The Youth Movement, which let’s be honest constitute the core of this revolution, is very much that, a movement, and not a political party. If politicians are already shaping their vision of what Yemen’s tomorrow ought to be, the youth is only yearning for Saleh departure. The very essence of this Revolution is bent on this one goal: the fall of the regime.

Did you say stalling?

In between the political back and forth talks and a defiant Yemeni President, the country is stuck in limbo.

The capital remains somewhat under Saleh’s control as people tend to their daily life. Unless you are living near the epicenter of this uprising, you could be fooled into believing that everything is normal. If it wasn’t for many checkpoints and the screaming microphones chanting the regime’s virtues, Yemen is as it always was…

But under this sheen of normalcy, a storm is brewing. Many entrepreneurs and shop-owners who constitute the country’s middle class are now furious. Their businesses have been literally brought to a halt by the events and they are growing restless.

If the situation continues, those men might very well join those at the University.

If the President is trying to break the momentum of the protests by playing with time, he would have to reassess his strategy, because with every passing day, new men and women are joining the Revolution.

No more Unity

In Aden the movement leaders are imposing their will upon the population by forcing them to enact a general strike. In the Shabwa region, Sheikhs have organized themselves into a coalition to palliate to the departure of the State. Slowly Yemen is fragmenting… And as everybody knows once a door is open it is mughy hard to close it back again.

Oblivious to the chaos around him, Saleh is now accusing the demonstrators of displaying immoral behaviors by engaging with “unrelated” female. This latest insult led thousands of women to march in Sana’a demanding reparation for the damage made to their honor.

If indeed the situation in Yemen does seem to have advanced in any way, not politically in any case, a shift is however occurring. As an analyst previously said talking about Egypt, “any regime should tremble once its middle and upper class is joining those in the streets”.

With many Sheikhs opposed to his rule and growing segment of the population tired of his rhetoric, Saleh is on the verge to miss his exit. For all their talks of immunity, Yemeni leaders might meet still the fate of their Egyptian counterparts.

Stalled talks

The Gulf plan announced a week ago appeared to promise Saleh immunity from prosecution, an issue that had proved a stumbling block in earlier talks that stalled.
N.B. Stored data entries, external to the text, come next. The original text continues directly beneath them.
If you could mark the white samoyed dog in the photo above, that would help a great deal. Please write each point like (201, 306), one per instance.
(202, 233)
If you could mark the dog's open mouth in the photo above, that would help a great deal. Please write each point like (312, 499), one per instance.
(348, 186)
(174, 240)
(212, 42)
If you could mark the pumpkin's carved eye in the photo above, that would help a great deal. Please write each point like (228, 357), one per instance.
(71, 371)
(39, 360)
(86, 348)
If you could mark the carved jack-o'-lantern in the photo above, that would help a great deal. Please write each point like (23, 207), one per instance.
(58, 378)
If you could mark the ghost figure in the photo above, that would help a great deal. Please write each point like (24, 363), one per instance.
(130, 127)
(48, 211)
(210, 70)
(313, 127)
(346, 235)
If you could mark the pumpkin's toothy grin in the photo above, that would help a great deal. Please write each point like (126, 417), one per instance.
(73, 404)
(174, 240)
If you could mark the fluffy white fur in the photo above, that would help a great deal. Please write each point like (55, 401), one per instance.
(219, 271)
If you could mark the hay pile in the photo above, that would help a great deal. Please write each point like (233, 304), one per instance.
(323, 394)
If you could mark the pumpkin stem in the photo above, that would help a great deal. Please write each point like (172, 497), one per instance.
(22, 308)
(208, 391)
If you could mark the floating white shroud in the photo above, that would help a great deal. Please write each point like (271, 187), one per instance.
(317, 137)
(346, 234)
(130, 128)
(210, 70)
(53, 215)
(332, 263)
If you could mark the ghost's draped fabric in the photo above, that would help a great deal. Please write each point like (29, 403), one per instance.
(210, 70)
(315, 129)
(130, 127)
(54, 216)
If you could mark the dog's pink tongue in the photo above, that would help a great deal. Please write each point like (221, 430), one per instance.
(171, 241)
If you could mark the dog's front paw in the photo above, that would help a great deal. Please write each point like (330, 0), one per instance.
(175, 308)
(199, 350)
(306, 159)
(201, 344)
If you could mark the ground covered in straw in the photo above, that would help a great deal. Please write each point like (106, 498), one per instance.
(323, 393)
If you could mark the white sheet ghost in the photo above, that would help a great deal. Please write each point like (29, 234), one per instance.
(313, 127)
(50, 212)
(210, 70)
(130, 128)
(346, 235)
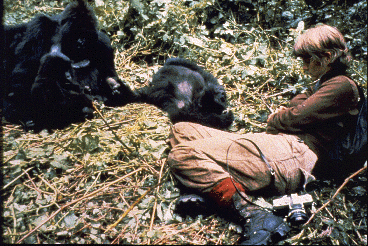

Saleh accepted the Gulf talks framework the next day.

Noman said the opposition was concerned about the existing Gulf initiative, as it suggested that Saleh transfer powers to a deputy, and did not mention him actually quitting his post, a key demand for the opposition. Saleh, who has warned of civil war and the break-up of Yemen if he is forced out before organising an orderly transition, has urged opponents to reconsider their refusal to join talks.

He has said he wants to handover power to what he calls “safe hands”. But he also struck a defiant tone, and called the opposition liars and bandits. He also appealed to religious sensitivities in the conservative Muslim country by criticising the mixing of unrelated men and women among Sanaa protesters.

The remarks enraged many Yemeni women, who took to the streets in their thousands in across the country on Saturday to protest against his comments, saying women’s participation in protests was a religious duty.

Violence has also erupted in several parts of the country on Saturday. A local official said gunmen tried to storm a police station in the southern port city of Aden, and a soldier was shot dead in the southern province of Abyan, medical sources said. More than 116 protesters have been killed in clashes with security forces since late January, and there are fears that the violence could escalate in the country, at least half of whose 23 million people own a gun.